Krishna and Gayathri fell in love with each other in college. From time to time, they were involved in small quarrels but the couple made up every time. One day, it was the "straw that broke the camel's back": Yuva told his friends about being close to Gayathri and described her, she got angry and they split up. After finishing college, Gayathri's family moved into a house opposite that of Yuva.

Their families and Vivek try their best to rejoin them but her relative Sri (Sriman) tries to win her heart and Gayathri even accepts to marry Sri. For the marriage of their friend in their college, Krishna and Gayathri return there. Vivek and their collegemates try to convince Krishna and Gayathri to be together again. Krishna has a change of heart, he convinces her with a song and they eventually reconcile.

==Soundtrack==
The soundtrack was composed by D. Imman.

Track listing
| No. | Title | Lyrics | Singer(s) | Length |
|---|---|---|---|---|
| 1. | "Etha Oothi Senjeno" | Na. Muthukumar | D. Imman, Anuradha Sriram |  |
| 2. | "Hoodibaba" | P. Vijay | Franco, Premgi Amaren |  |
| 3. | "Idhu Kallooriyalla" | K. Selva Bharathy | Harish Raghavendra |  |
| 4. | "Imsaiye Unakku" | Thabhu Shankar | Srinivas |  |
| 5. | "Kadhalai Yaaradi" | Thabhu Shankar | Hariharan, Mathangi |  |
| 6. | "Kanne I Love You" | P. Vijay | Suchitra, Mahesh Vinayagam |  |
| 7. | "Onna Roundu" | P. Vijay | Vasu, Solar Sai, Prasanna Rao, T. S. Ranganathan |  |
| 8. | "Rayalaseema Rani" | Na. Muthukumar | Karthik, Anita Udeep |  |
| 9. | "Sulukki Sulukkedukkum" | Na. Muthukumar | Devan, Malathy |  |

== Release and reception ==
The film was released alongside the low budget films Girivalam and Gurudeva and did not fare well at the box office.

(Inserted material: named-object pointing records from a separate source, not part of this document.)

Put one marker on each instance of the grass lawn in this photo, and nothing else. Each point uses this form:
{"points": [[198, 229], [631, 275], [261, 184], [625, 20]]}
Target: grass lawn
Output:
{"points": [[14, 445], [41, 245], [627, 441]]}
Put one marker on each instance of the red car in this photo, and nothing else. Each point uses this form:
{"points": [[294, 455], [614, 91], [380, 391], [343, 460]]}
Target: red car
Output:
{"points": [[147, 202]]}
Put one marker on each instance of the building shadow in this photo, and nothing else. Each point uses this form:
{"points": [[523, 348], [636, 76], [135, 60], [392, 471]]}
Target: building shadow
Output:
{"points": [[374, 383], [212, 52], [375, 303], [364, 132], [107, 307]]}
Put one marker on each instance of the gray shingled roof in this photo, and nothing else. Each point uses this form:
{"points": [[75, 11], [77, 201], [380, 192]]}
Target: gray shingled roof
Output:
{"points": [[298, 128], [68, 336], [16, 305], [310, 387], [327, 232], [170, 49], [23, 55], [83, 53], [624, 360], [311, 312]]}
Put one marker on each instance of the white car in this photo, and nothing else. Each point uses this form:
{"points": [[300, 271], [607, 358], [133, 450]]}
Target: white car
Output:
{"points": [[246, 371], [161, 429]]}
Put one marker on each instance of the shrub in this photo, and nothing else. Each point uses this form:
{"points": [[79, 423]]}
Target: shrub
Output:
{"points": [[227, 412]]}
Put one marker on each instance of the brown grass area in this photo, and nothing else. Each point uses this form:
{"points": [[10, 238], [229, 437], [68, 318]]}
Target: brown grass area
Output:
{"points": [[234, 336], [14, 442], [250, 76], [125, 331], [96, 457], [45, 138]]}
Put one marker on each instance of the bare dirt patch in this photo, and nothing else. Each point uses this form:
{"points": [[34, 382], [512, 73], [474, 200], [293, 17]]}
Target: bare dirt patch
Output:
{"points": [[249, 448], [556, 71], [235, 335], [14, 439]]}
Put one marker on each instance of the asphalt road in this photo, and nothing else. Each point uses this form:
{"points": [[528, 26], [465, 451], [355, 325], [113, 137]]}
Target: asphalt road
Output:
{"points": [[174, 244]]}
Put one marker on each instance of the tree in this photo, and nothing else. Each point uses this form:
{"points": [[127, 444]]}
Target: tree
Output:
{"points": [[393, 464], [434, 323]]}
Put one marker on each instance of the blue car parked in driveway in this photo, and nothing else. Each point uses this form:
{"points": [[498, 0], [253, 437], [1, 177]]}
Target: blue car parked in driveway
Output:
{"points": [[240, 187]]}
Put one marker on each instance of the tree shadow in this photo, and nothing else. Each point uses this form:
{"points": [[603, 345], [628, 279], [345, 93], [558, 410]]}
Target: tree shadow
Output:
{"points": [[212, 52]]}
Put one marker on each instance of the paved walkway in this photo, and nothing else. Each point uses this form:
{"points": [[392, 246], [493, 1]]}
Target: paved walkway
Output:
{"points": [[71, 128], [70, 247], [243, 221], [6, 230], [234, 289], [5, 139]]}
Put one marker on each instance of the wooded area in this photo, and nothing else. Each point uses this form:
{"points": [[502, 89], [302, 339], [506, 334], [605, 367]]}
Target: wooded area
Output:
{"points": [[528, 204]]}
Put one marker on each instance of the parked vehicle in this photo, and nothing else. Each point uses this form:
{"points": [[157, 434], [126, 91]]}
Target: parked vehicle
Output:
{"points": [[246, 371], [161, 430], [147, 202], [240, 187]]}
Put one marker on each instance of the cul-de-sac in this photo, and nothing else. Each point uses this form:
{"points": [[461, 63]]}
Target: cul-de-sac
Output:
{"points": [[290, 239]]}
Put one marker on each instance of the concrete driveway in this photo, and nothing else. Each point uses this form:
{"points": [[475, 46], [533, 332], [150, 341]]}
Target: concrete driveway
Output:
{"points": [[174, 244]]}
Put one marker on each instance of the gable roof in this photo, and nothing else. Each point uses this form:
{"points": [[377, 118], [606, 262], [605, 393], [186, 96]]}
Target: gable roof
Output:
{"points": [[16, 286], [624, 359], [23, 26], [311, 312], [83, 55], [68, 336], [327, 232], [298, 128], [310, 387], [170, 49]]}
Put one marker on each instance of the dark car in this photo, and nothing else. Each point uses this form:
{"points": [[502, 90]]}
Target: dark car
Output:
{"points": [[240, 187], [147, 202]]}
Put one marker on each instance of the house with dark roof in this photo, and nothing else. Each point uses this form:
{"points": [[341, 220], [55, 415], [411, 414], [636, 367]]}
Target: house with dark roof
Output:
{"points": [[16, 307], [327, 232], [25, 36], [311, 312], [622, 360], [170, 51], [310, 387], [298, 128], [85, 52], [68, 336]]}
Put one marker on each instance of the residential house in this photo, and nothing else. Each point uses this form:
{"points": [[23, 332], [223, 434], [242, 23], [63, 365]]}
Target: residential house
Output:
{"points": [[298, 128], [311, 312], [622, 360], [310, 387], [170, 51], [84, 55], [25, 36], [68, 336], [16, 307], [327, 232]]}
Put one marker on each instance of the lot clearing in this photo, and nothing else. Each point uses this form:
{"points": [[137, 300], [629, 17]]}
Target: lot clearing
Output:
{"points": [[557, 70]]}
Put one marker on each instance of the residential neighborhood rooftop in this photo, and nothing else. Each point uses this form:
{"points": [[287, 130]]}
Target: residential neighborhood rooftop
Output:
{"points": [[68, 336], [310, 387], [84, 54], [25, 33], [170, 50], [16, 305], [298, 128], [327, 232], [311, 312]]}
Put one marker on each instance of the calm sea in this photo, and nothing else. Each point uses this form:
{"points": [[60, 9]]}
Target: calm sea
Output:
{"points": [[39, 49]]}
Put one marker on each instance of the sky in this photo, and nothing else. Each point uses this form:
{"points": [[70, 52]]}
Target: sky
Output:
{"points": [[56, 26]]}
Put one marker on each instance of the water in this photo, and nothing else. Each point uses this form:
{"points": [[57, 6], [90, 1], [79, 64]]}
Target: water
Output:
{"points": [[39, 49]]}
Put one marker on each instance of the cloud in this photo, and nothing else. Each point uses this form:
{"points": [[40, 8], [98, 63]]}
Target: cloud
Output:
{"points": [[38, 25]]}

Malini Mannath of Chennai Online wrote that "It seems like a script written in haste, with not much serious thought going into it. A disappointment from the team of Sunder C. and K Selvabharathi (director and story dialogue writer respectively), who'd given us such a breezy entertainer like 'Ullathai Allithaa'. Thaka Dhimi Tha is just wasted steps!" Kalki called it an age old love story and called Vivek as the only positive. Sify wrote "Thakathimitha directed by Sundar.C, is yet another campus love story with no big surprises as the story and presentation is already seen in umpteen films in the same genre. This time the hero is Yuva Krishna a debutant and giving his company is Vivek in a full length role. Of course Vivek hogs the show but is as stale as yesterday’s sambar!"